Why buy in a golf course community if you don't play golf?
Have you ever noticed that most golf course communities seem to have a lot of residents with little or no interest in playing golf? In fact, that describes us when we purchased our first home - a townhome in Crofton, Maryland, just blocks from the fairways of Crofton Country Club.
Thinking back to that home-buying experience, I have to admit that my husband and I were seduced by the professionally furnished builder's model home, rather than the golf course or even the manicured open space in the community. Our second home was in the same neighborhood but, again, Crofton's golf course did not factor into our home-buying decision - that move was motivated by our desire to have a yard for our growing sons, without leaving the community where we had begun to establish roots.
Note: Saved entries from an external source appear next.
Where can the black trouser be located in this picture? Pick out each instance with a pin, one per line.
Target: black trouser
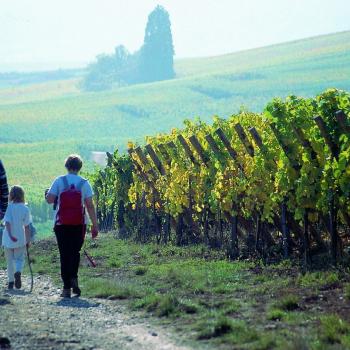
(70, 239)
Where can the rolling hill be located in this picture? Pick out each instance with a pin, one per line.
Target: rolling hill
(42, 122)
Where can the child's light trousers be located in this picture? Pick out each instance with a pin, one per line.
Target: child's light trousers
(15, 258)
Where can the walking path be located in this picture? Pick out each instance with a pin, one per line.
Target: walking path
(42, 320)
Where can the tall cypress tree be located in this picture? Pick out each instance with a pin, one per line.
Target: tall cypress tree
(157, 52)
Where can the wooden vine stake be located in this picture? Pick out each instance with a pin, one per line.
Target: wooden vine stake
(342, 121)
(334, 149)
(155, 159)
(163, 151)
(244, 139)
(285, 148)
(213, 145)
(306, 240)
(199, 149)
(285, 231)
(187, 149)
(145, 162)
(227, 144)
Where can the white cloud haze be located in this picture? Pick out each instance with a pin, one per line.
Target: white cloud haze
(39, 34)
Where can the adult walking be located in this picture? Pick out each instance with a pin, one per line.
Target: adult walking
(72, 197)
(4, 191)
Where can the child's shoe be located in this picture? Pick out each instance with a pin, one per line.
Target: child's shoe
(66, 293)
(18, 281)
(75, 287)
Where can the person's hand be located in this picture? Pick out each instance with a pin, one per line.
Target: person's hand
(13, 238)
(94, 231)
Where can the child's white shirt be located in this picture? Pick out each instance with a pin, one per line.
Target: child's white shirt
(18, 216)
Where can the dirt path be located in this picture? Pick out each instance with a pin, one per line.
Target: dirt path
(42, 320)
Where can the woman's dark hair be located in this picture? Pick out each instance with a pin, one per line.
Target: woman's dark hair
(17, 194)
(73, 163)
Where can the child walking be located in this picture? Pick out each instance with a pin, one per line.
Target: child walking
(16, 235)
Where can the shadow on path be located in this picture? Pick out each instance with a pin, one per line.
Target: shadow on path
(8, 292)
(77, 302)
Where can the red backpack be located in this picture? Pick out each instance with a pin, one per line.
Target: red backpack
(71, 210)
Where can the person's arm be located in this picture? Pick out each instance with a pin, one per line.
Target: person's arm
(90, 207)
(52, 193)
(8, 229)
(27, 232)
(50, 198)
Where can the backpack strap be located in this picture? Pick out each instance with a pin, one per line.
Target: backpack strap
(65, 182)
(81, 184)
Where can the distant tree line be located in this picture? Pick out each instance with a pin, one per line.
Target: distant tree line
(154, 61)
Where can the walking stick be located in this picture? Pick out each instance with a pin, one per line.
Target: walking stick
(30, 269)
(90, 259)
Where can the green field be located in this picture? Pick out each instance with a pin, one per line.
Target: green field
(41, 123)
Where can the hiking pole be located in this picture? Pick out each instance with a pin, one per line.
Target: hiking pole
(30, 269)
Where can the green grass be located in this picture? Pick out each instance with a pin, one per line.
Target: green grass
(211, 302)
(318, 279)
(40, 124)
(335, 330)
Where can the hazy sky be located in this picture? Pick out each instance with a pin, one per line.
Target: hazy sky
(58, 33)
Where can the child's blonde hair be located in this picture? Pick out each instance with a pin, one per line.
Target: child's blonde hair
(17, 194)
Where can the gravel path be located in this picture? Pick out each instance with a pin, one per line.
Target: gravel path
(42, 320)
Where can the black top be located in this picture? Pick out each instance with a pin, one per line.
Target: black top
(4, 189)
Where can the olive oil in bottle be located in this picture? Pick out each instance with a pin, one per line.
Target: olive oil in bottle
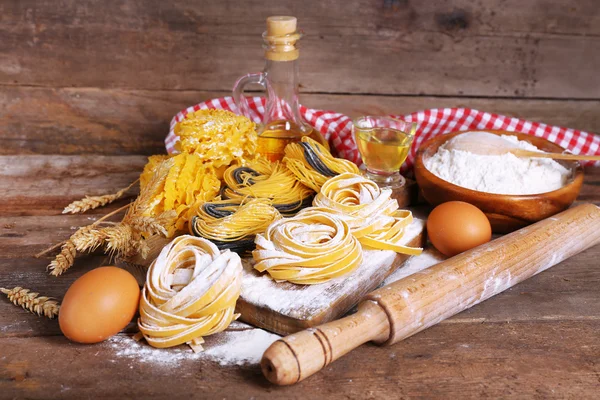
(282, 122)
Then I became a real estate agent, and things changed. I quickly realized that many Crofton home buyers were, in fact, motivated to buy in the community because of the golf course - golfers and non-golfers alike. Homes backing to the golf course had premium prices because they were in high demand. In fact, I recently asked in a Facebook post "Why do non-golfers buy in a golf course community?" and nearly everyone who commented said "green space." (Others said it's so pretty... it was hard to find a nice planned community without a golf course... there are a lot of other things to do.)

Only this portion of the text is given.